Through his art, Daniel Fetcho is working to dispel the stereotypical stoner culture, creating paintings that use traditional Chinese techniques.
Despite its medicinal value, cannabis still has a hard time dropping its stigma of being a plaything for stoners. But one artist, Daniel Fetcho, was tired of that stereotype and has created art that will not only appeal to a broader audience but will also help end the aforementioned stigma and clichés.
Daniel Fetcho realized that cannabis has a history in most cultures, which is why he chose a style that represents his bi-cultural background of Chinese-German and Irish.
It was clear to me that a major barrier keeping cannabis from the mainstream was a branding one. To change public perception towards the plant would require a change in how its image was being portrayed.
Using traditional bamboo-handled brushes, Fetcho began painting your favorite herb in the style of traditional Chinese paintings (one of the oldest artistic traditions in the world), which also utilize Chinese calligraphy ink and watercolors on rice paper.

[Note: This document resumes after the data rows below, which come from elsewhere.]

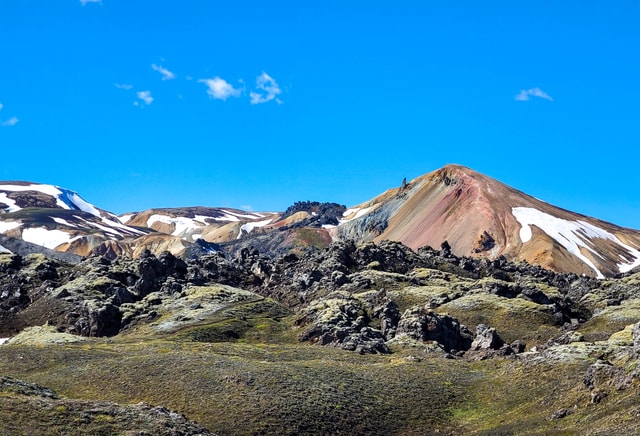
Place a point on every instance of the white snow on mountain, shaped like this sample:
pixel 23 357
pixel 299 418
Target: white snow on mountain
pixel 248 227
pixel 183 225
pixel 572 235
pixel 47 238
pixel 5 226
pixel 13 207
pixel 62 221
pixel 51 190
pixel 126 218
pixel 354 213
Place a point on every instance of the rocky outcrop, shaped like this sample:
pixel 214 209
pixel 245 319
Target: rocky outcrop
pixel 426 325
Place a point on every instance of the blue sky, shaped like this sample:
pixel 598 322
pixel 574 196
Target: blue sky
pixel 247 104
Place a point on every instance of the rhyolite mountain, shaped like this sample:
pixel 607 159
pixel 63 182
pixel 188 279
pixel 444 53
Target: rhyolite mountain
pixel 314 321
pixel 476 215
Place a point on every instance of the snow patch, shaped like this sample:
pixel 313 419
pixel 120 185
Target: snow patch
pixel 358 213
pixel 241 215
pixel 62 221
pixel 125 218
pixel 51 190
pixel 5 226
pixel 46 238
pixel 571 235
pixel 13 207
pixel 182 225
pixel 248 227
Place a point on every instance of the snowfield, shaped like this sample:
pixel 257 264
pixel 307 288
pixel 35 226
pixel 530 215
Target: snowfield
pixel 571 235
pixel 358 213
pixel 248 227
pixel 5 226
pixel 47 238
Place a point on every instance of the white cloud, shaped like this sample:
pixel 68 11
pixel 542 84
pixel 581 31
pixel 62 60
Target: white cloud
pixel 269 90
pixel 10 122
pixel 145 96
pixel 220 89
pixel 526 94
pixel 166 74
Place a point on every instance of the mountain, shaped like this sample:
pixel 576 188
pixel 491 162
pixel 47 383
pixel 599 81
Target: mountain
pixel 481 217
pixel 193 223
pixel 57 218
pixel 363 336
pixel 476 215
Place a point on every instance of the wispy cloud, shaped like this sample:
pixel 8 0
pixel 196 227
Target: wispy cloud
pixel 220 89
pixel 166 74
pixel 145 96
pixel 526 94
pixel 10 122
pixel 268 90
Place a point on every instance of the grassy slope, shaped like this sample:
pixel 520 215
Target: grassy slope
pixel 252 388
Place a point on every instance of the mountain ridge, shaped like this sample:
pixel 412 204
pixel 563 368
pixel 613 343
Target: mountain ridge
pixel 475 214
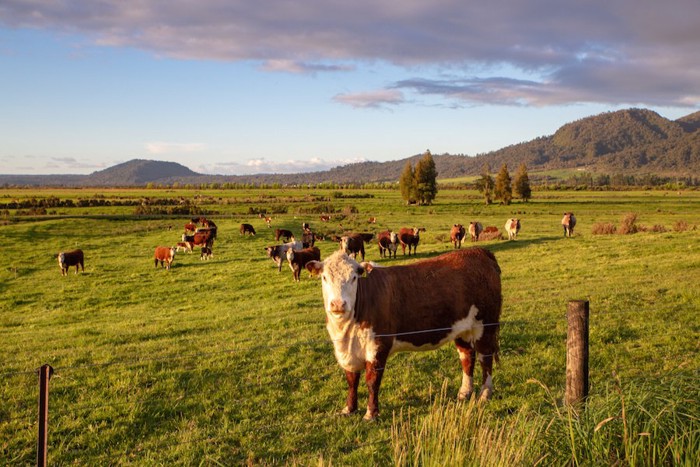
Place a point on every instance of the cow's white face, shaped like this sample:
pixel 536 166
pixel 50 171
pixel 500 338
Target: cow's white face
pixel 339 278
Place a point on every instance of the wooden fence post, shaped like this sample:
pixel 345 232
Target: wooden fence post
pixel 45 373
pixel 577 352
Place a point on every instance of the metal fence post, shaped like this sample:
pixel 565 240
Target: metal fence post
pixel 577 352
pixel 45 373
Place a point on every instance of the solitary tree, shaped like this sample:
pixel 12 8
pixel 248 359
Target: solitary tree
pixel 485 184
pixel 522 183
pixel 407 183
pixel 426 179
pixel 503 189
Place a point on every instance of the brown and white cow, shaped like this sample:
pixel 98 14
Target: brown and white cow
pixel 421 306
pixel 278 252
pixel 568 222
pixel 352 244
pixel 66 259
pixel 247 229
pixel 388 242
pixel 164 255
pixel 298 259
pixel 512 228
pixel 285 234
pixel 457 235
pixel 409 238
pixel 475 229
pixel 202 237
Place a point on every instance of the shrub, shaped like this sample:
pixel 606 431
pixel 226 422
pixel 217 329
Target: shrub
pixel 627 224
pixel 604 228
pixel 680 226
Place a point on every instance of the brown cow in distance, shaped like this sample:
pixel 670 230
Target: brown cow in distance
pixel 568 222
pixel 456 235
pixel 66 259
pixel 421 306
pixel 299 258
pixel 247 229
pixel 287 235
pixel 410 238
pixel 475 229
pixel 388 242
pixel 164 255
pixel 352 244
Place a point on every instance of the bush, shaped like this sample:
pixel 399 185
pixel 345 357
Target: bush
pixel 680 226
pixel 604 228
pixel 627 224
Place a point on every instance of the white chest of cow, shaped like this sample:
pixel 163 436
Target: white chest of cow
pixel 353 345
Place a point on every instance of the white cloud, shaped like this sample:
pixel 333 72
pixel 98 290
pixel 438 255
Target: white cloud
pixel 640 51
pixel 160 147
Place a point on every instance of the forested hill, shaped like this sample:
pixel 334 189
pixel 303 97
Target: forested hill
pixel 632 141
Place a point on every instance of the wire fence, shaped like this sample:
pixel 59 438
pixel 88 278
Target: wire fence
pixel 26 414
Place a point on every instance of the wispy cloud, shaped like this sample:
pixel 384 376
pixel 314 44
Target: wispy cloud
pixel 372 99
pixel 626 51
pixel 261 165
pixel 159 147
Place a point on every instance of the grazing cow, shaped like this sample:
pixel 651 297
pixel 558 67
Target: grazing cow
pixel 206 253
pixel 409 238
pixel 352 244
pixel 184 246
pixel 512 228
pixel 457 235
pixel 283 233
pixel 278 252
pixel 247 229
pixel 202 237
pixel 490 233
pixel 367 237
pixel 308 239
pixel 299 258
pixel 165 255
pixel 568 222
pixel 388 242
pixel 421 306
pixel 66 259
pixel 475 229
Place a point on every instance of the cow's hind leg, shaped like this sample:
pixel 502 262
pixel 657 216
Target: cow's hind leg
pixel 487 353
pixel 467 355
pixel 353 379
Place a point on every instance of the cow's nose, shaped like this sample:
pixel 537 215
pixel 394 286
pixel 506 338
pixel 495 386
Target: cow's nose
pixel 338 305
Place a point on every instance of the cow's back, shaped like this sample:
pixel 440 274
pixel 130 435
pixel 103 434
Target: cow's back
pixel 431 294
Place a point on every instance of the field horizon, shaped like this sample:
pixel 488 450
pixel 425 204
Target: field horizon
pixel 228 361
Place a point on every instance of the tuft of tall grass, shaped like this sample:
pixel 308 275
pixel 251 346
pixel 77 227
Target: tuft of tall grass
pixel 464 433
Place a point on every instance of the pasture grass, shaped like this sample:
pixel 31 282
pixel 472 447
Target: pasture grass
pixel 227 361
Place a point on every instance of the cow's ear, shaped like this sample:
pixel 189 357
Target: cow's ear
pixel 314 267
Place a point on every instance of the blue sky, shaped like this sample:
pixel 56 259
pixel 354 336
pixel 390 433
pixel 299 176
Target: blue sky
pixel 240 87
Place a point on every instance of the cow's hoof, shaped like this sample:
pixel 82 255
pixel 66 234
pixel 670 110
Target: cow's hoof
pixel 485 394
pixel 464 396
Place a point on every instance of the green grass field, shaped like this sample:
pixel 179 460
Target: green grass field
pixel 227 361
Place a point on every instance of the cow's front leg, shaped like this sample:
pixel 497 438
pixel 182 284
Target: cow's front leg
pixel 467 355
pixel 373 375
pixel 353 378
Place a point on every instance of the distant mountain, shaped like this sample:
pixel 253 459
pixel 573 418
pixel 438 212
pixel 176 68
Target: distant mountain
pixel 139 172
pixel 632 141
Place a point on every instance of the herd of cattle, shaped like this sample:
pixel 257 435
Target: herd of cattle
pixel 201 232
pixel 455 297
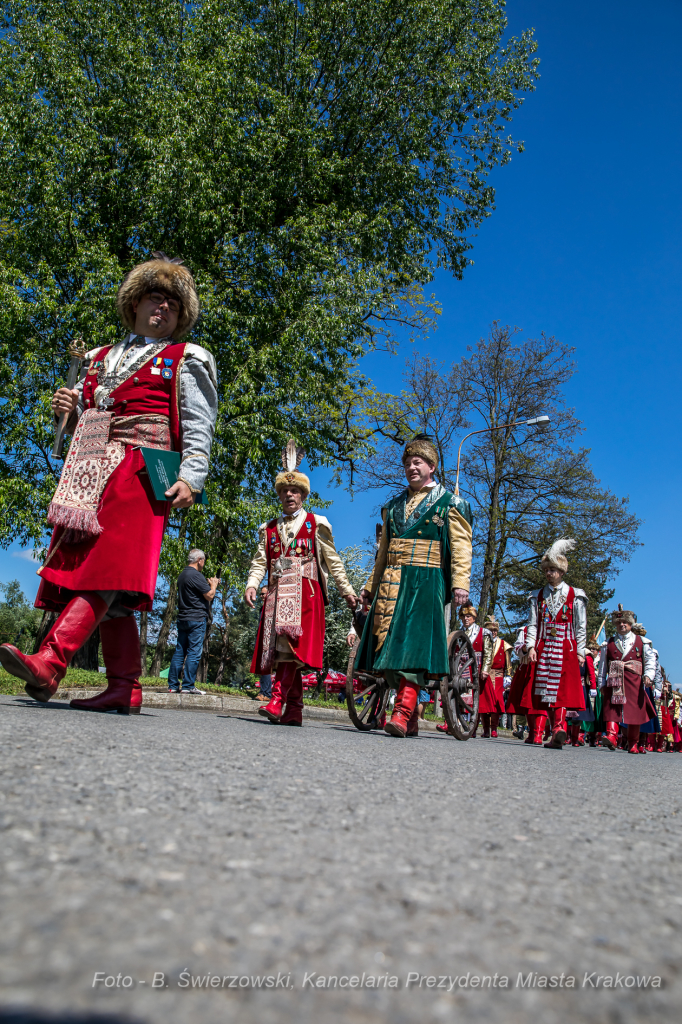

I wanted to appeal to the art form’s reputation and rich history as a way of enticing people to explore deeper the stigmatization of cannabis which, far too often, paints an unflattering portrayal and obscures the objective truths of its many medical and pharmaceutical benefits.
But what makes Fetcho’s work different is that he chooses to not use bright colors, helping reduce the hysteria over a plant, which can do more good than bad.
His art has helped change perceptions, with his family being the first to rethink what cannabis represents.
While my mother is still firmly opposed to the idea of cannabis for recreational use, she has developed a growing interest in investing in it for pharmaceutical purposes.
It’s that kind of change that is needed – working on the individual to change perceptions of the drug from the stereotypical stoner cliché to something it once was, centuries before society and mainstream media used it as a comedic trope.
We are currently in the midst of a generational change, wherein the old guard, traditionally wary of cannabis, is slowly making way for people who are more open about the idea of reintroducing cannabis to an accepted social norm.
Changes in public acceptance and perceptions take time and require extensive consensual discussions.